Open Secrets
- Formation: 2012; 14 years ago
- Founder: Hennie van Vuuren
- Type: Independent nonprofit organization
- Registration no.: 195-990-NPO
- Legal status: Registered nonprofit
- Purpose: Social justice Investigations into economic crimes
- Headquarters: Cape Town, South Africa
- Region served: South Africa
- Official language: English
- Key people: Thandeka Gqubule-Mbeki (Chairwoman)
- Publication: Declassified: Apartheid Profits Unaccountable Who Owns South Africa? The Corporations & Economic Crime Report (CECR) Apartheid Guns and Money: A tale of profit
- Revenue: R10.4 million (2024)
- Staff: 22 (2026)
- Website: opensecrets.org.za

= Open Secrets (South Africa) =

South African social justice nonprofit

Open Secrets is a South African registered nonprofit social justice organization, based in Cape Town.

Founded in 2012, Open Secrets works to expose economic crime and human rights abuses, holding powerful corporations, politicians, and other private individuals to account. It operates without funding from corporations or governments.

== History ==

Open Secrets was originally established through a fellowship awarded by the Open Society Foundation for South Africa in 2012. It operated as a project of the Institute for Justice and Reconciliation from January 2014.

The organization was founded by Hennie van Vuuren, a researcher and anti-corruption activist who was a fellow of the Open Society Foundation for South Africa, Director at the Institute for Security Studies, and author of The Devil in the Detail: How the Arms Deal Changed Everything (2011).

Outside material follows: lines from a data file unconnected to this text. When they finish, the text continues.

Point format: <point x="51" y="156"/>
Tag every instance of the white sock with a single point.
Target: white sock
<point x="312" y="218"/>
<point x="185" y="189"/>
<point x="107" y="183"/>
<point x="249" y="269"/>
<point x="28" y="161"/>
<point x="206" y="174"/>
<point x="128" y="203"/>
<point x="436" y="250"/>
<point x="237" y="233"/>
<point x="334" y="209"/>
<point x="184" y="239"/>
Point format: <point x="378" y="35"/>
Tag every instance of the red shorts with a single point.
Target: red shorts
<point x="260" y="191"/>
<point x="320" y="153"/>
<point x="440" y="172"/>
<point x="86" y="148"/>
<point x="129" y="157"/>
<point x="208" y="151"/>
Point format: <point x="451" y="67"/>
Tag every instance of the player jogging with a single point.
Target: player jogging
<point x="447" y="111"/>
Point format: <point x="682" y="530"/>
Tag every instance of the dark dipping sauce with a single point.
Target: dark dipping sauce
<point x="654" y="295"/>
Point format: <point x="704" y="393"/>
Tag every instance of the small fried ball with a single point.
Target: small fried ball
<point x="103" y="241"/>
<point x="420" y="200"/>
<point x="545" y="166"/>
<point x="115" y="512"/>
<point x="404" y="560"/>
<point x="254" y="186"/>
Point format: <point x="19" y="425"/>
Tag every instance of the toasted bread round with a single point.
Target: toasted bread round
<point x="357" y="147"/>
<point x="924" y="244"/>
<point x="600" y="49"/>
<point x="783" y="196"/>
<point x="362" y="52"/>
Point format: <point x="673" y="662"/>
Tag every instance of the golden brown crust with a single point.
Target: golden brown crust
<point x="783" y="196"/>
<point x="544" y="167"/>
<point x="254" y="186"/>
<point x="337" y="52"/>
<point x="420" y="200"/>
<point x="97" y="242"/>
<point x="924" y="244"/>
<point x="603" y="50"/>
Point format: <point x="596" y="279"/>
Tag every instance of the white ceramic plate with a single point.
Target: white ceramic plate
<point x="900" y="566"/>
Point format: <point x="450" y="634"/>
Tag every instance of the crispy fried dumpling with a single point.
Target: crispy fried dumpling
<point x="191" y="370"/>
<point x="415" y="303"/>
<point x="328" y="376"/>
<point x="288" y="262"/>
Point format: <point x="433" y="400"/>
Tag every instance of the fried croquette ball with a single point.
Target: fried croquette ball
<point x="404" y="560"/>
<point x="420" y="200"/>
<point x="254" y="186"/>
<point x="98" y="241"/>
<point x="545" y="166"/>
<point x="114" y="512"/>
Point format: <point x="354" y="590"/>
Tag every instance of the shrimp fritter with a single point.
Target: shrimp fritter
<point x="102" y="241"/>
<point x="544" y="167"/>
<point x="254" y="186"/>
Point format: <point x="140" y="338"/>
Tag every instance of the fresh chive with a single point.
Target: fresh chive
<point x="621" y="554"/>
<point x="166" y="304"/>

In 2017, the work of Open Secrets gained significant traction, when the organization published Apartheid Guns and Money: A tale of profit, a 600+ page book, authored by van Vuuren, about apartheid's economic crimes. The book was an exposé of the machinery that was created in defense of apartheid and in support of sanctions busting, as well as the people who profited from such. To create the book, research was conducted into over 45,000 documents from 26 public and private collections, across seven countries.

In the same year, Open Secrets registered as an independent nonprofit organization. It is also registered as a public benefit organization (PBO).

In 2018, Open Secrets launched a podcast titled Freedom for Sale, and launched a new website to serve as a repository for information about the organization's various projects.

== Operations ==

Open Secrets operates under a board of directors, and employs a team of investigators, lawyers, and campaigners. It receives no funding from corporations or governments, relying solely on funding from a group of philanthropic partners, as well as independent donors.

 Publications

The organization also produces numerous publications, including:

- Investigative Reports, which covers a variety of topics and seeks to uncover new information and provide analysis on systemic crimes. The articles use archives, declassified documents, and firsthand accounts for evidence
- Declassified: Apartheid Profits, a series of articles released via Daily Maverick and news24, relating to individuals and corporations who supported apartheid
- Unaccountable, a series published on the Daily Maverick, covering corporations and individuals who have never been held accountable or have never faced substantive justice for economic crime
- Who Owns South Africa?, a series about powerful corporations holding significant wealth and influence in South Africa's economic industries
- The Corporations & Economic Crime Report (CECR), which aims to explore the most egregious cases of economic crimes and corruption by private financial institutions
- Numerous other publications with partner organizations

== Funders ==

Open Secrets' funders include The Claude Leon Foundation, Open Society Foundations, Millenium Trust, RAITH Foundation, ClimateWorks Foundation, and Heinrich Böll Stiftung Southern Africa.